Komisi Kontras Khawatir Hukuman Mati Jadi Alat Politik - Salah Satu Hal Yang Selalu di Soroti Komisi Untuk Orang Hilang dan Korban Tindak Kekerasan (Kontras) adalah Pelaksanaan Hukuman Mati di Indonesia.Karena Menurut Mereka,Hukuman Mati Hanya Merengut Hak Hidup Seseorang
Kepala Divisi Hak Sipil dan Politik Kontras Putri Kanesia menyebutkan, saat ini menjelang pelaksaan Pemilu, jangan sampai pelaksanaan hukuman mati digunakan sebagai alat politik.
“Karena menjelang pelaksanaan pilpres atau pilkada semua bahan bisa digunakan sebagai bahan pengalihan isu dan lainnya. Apalagi ketika Jaksa Agung terakhir saya dapat informasi meminta anggaran dari DPR untuk pelaksanaan eksekusi mati karena mereka, kejaksaan, akan melakukan eksekusi setiap tahunnya,” tutur Putri dia di kantornya, Senen, Jakarta Pusat, Selasa (10/10).
Hal itu kata dia menjadi warning untuk Kejagung, sebelum melaksanakan hukuman mati Kejagung harus mengecek semua proses kejanggalan yang terjadi. Jangan sampai terpidana dihukum mati sementara hak-haknya belum terpenuhi.Agen Bola Terpercaya
Apalagi untuk mengeksekusi satu terpidana, Kejagung bisa menghabiskan Rp 200 juta. “Itu untuk satu terpidana, bukan sekali kegiatan. Lebih baik dana sebesar itu digunakan untuk kepentingan lain,” ucapnya.
Putri juga mengungkapkan, Indonesia adalah salah satu negara yang masih memakai hukuman mati kepada pelaku kejahatan berat. Setiap tahunnya, hampir selalu ada narapidana yang dihukum mati dan ada juga pelaksanaan hukuman mati.
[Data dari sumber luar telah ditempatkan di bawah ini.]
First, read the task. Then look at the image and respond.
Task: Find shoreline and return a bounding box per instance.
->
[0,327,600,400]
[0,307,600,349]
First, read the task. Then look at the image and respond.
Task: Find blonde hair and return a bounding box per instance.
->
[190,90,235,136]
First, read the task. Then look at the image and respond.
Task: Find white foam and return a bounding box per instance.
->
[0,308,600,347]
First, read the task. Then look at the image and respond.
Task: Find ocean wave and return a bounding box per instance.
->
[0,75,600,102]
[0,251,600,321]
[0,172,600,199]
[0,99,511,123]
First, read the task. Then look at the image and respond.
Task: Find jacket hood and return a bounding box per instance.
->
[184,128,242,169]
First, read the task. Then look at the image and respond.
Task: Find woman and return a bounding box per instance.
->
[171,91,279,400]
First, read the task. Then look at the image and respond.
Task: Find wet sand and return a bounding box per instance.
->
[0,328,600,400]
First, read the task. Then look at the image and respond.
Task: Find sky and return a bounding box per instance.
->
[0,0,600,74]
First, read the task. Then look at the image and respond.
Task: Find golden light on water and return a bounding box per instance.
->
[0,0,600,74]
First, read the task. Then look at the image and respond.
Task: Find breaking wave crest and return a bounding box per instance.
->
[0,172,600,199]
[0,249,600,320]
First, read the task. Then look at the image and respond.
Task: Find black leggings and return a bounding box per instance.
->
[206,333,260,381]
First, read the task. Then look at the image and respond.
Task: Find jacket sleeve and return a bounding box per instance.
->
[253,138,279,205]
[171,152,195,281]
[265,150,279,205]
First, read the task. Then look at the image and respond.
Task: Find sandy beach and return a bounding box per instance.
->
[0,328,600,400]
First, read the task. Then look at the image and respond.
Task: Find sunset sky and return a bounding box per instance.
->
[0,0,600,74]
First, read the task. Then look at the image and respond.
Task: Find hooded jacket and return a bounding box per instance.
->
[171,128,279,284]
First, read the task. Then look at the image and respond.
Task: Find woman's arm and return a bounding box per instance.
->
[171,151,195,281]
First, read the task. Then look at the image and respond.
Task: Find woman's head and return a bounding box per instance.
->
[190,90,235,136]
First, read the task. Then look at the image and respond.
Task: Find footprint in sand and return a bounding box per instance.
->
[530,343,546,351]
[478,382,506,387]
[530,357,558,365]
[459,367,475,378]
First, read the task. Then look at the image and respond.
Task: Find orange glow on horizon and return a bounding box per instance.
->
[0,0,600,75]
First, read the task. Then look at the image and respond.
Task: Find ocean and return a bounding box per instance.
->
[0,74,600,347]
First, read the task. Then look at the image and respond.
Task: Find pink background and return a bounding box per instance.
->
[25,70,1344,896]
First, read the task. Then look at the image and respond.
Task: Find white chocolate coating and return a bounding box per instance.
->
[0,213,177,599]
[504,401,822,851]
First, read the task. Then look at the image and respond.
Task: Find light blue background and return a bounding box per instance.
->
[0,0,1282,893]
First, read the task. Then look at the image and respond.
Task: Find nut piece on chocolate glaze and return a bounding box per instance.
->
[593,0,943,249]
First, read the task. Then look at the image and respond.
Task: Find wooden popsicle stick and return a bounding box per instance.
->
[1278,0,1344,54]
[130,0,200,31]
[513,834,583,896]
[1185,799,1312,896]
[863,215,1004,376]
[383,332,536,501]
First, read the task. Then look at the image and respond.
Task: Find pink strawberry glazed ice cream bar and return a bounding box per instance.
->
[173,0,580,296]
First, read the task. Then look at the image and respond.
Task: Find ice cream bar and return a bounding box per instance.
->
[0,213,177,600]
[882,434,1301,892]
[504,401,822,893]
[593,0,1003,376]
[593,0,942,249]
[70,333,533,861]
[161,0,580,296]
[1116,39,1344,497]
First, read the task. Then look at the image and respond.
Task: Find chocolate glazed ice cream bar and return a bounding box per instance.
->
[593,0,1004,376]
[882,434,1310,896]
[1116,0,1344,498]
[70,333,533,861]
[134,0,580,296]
Dalam rangka memperingati Hari Anti Hukuman Mati Sedunia pada 10 Oktober ini, Putri memaparkan sejumlah kejanggalan dalam pelaksaan hukuman mati di Indonesia. Hal itu seharusnya dijadikan evaluasi agar ke depannya Indonesia bisa menghapuskan hukuman mati.
Dari catatan Kontras, ada sejumlah fakta kejanggalan. Hal itu dapat ditemui dalam eksekusi mati gelombang kedua.
“Di situ diketahui bahwa mereka (terpidana) ada yang mengalami proses penyiksaan. Kalau kita lihat Rodrigo Duarte dia terpidana mati yang sudah diketahui menderita skizofrenia dan bipolar, yang artinya sesuai dengan surat yang disampaikan dokter kejiwaan di Cilacap saat itu menyatakan bahwa Rodrigo tidak boleh dieksekusi mati,” paparnya.
Seharusnya kata dia, Rodrigo harus dibawa ke rumah sakit jiwa karena menderita penyakit kejiwaan. Lalu bila mengacu pada pasal 44 KUHP ada alasan pemaaf terkait dengan tidak dipidananya seseorang, salah satunya kalau kemudian diketahui bahwa terpidana mati atau siapapun itu mengalami gangguan-gangguan kejiwaan. “Tapi kejaksaan saat itu tetap mengeksekusi Rodrigo,” kata dia.Agen Poker Indonesia Terbesar
Lalu untuk terpidana mati Andrew Chan, di kasus itu diketahui bahwa hakimnya meminta uang kepada terpidana mati ini. “Tapi karena mereka tidak memberikan uang, akhirnya dia kemudian diberikan vonis hukuman mati dan dieksekusi mati,” sambungnya.
Kemudian yang paling parah menurut Kontras adalah terpidana mati gelombang tiga, karena ketika itu sudah jelas dari segi hukum acara pidana itu semuanya dilanggar.
“Soal 3x24 jam karena kalau melihat tata cara pelaksanaan eksekusi mati itu harus 72 jam informasi tapi ternyata sebelum 72 jam dia sudah dieksekusi. Kalau kita tahu misal Freddy Budiman saat itu tengah mengajukan grasi, dalam UU grasi disebutkan bahwa pengaju grasi tidak boleh dieksekusi sampai ada kekuatan hukum tetap,” paparnya.